National Bank of Canada (NBC) analysts have highlighted that while Canada’s overall tariff burden remains relatively low compared to other countries, this advantage is diminishing as the United States-Mexico-Canada Agreement (USMCA) review approaches [1]. NBC points out that headline averages can obscure significant vulnerabilities at the sectoral and regional levels, with manufacturing being particularly exposed as the tariff gap narrows [1].
The analysts note that customs data show Canada still enjoys a globally favorable tariff rate, but this gap has been shrinking [1]. Furthermore, these data may not fully reflect trade that has been shifted or omitted entirely due to the negative impacts already taking hold [1]. NBC emphasizes that sectoral exposures, especially in manufacturing, continue to experience outsized negative effects [1].

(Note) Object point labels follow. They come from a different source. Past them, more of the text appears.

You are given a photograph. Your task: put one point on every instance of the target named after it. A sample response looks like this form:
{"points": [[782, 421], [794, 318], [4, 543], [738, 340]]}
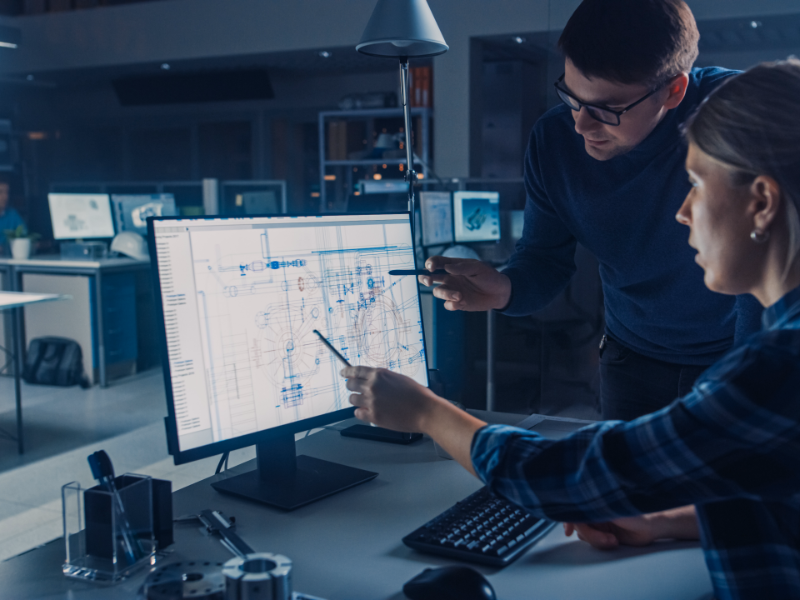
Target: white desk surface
{"points": [[17, 299], [348, 546], [55, 260]]}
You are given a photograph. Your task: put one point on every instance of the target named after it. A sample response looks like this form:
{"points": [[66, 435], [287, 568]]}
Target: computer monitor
{"points": [[436, 210], [132, 210], [476, 216], [240, 298], [81, 216], [374, 203], [262, 202]]}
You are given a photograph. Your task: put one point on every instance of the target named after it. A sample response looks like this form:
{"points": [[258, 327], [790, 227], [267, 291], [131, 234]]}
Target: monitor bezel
{"points": [[250, 439], [455, 229], [83, 237]]}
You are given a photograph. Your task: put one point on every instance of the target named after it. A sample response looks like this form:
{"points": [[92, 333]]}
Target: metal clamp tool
{"points": [[216, 523]]}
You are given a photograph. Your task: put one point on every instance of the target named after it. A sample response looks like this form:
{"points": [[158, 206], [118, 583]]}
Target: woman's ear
{"points": [[765, 194]]}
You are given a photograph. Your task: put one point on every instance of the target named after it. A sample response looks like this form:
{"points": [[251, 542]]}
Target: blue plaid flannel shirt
{"points": [[731, 447]]}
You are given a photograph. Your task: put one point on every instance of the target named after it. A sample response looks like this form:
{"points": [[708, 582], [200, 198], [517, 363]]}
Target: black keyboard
{"points": [[481, 528]]}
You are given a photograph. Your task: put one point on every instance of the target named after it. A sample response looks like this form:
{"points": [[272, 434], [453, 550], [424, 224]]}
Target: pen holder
{"points": [[107, 538]]}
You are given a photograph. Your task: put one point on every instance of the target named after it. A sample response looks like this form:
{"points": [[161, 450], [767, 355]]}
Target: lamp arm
{"points": [[410, 175]]}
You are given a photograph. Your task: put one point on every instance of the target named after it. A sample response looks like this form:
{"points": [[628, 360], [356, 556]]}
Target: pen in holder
{"points": [[108, 534]]}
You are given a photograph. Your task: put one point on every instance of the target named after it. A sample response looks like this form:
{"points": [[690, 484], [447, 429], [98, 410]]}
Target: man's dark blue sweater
{"points": [[623, 211]]}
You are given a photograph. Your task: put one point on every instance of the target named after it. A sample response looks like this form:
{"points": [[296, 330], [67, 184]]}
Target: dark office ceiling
{"points": [[755, 33], [331, 61], [717, 35], [779, 32]]}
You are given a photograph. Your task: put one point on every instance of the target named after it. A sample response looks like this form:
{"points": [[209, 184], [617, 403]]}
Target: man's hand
{"points": [[643, 530], [470, 285]]}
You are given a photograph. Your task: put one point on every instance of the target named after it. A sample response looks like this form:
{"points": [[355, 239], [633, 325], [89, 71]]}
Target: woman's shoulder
{"points": [[765, 360]]}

NBC cautions against complacency regarding Canada’s national tariff situation and urges investors to assess tariff exposure with a detailed focus on provincial and industry-specific risks [1]. The report underscores the importance of a granular approach to understanding tariff impacts as the USMCA review draws near [1].
CONCLUSION
NBC analysts warn that Canada’s diminishing tariff advantage and sector-specific vulnerabilities, especially in manufacturing, could pose risks as the USMCA review approaches. Investors are advised to closely monitor regional and industry-level exposures to better assess potential impacts. The overall market sentiment is cautious, with a medium level of market impact anticipated.